Most abusers say that they were sexually abused as children, but the vast majority of adults who were abused as children do not grow up to be abusers (less than 20 percent), psychologists said.

Those who do sometimes recreate the scenarios of their abuse.

In Foley's case, the use of his position of power over minors parallels that of Anthony Mercieca, the priest who told the Herald-Tribune he had naked encounters with Foley when Foley was a boy.

Victims sometimes re-enact what they experienced to deal with it emotionally, experts said.

"Sometimes they're trying to undo the trauma that they experienced when they were young by, oddly enough, behaving that way themselves," said Thomas Plante, a psychology professor at Santa Clara University and author of "Sin Against the Innocents: Sexual Abuse by Priests and the Role of the Catholic Church."

Abusers tend to start grooming victims with what is called "shaping behavior." The goal is to gain trust before making sexual advances.

They start by showing interest, conversing with victims, giving them a little special treatment, then weaving in more and more egregious behavior.

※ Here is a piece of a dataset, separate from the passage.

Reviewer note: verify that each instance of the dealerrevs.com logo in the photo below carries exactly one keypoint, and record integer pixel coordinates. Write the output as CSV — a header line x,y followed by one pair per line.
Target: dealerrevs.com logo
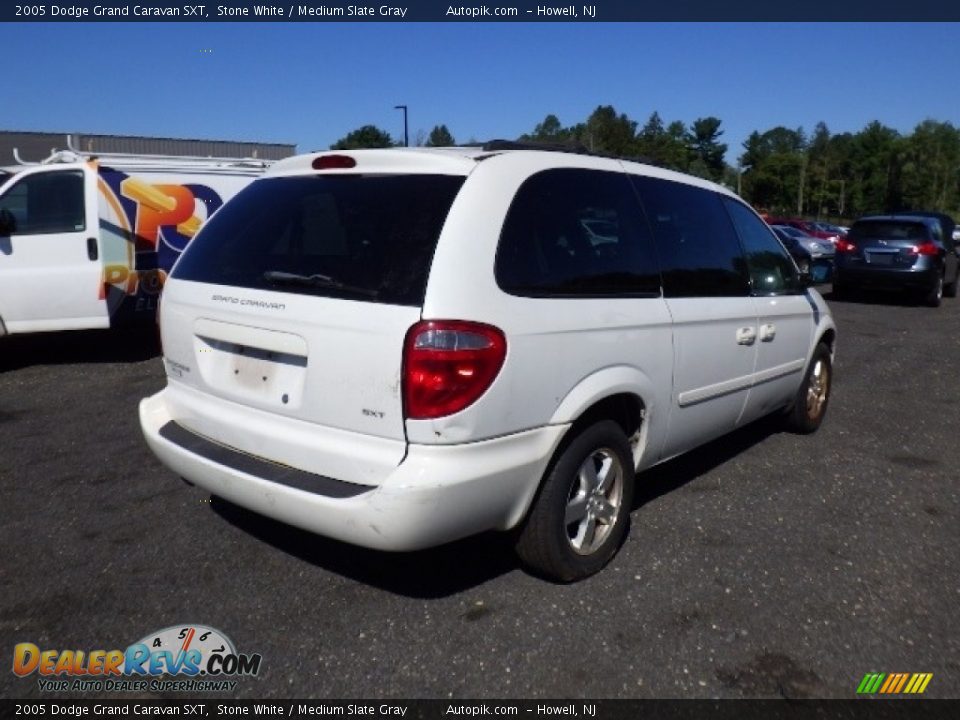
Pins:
x,y
200,657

"It's not like all of a sudden or out of the blue," said Gary Schoener, a clinical psychologist and executive director of the Walk-In Counseling Center in Minneapolis. "Maybe they have lunch together, have some chatting together, go to a ball game together and one thing leads to another until you get what you're looking for."

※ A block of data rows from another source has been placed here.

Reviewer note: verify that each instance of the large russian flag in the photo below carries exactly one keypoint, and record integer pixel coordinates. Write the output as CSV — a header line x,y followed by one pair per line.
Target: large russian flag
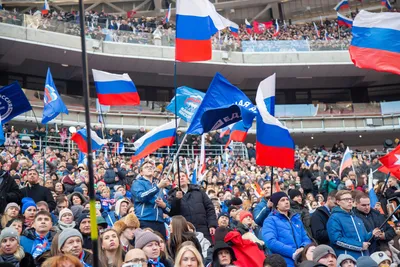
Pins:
x,y
80,138
193,31
163,135
274,145
115,89
344,21
342,5
376,41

Grooming would be akin to Foley's asking a page what he wants for his birthday or what his favorite food is.

Substance abuse, including alcoholism, which Foley has says he suffered from, and depression are common among adults who were sexually abused as children, psychologists said.

Mark Zelig, a clinical and forensic psychologist in Salt Lake City, said Mercieca's openness about the intimate nature of his friendship with Foley is uncharacteristic.

"It's so unusual to have someone come forth like that," he said. "Rarely would a sex offender explain it in the way it's been explained. I would really question that there was only one victim."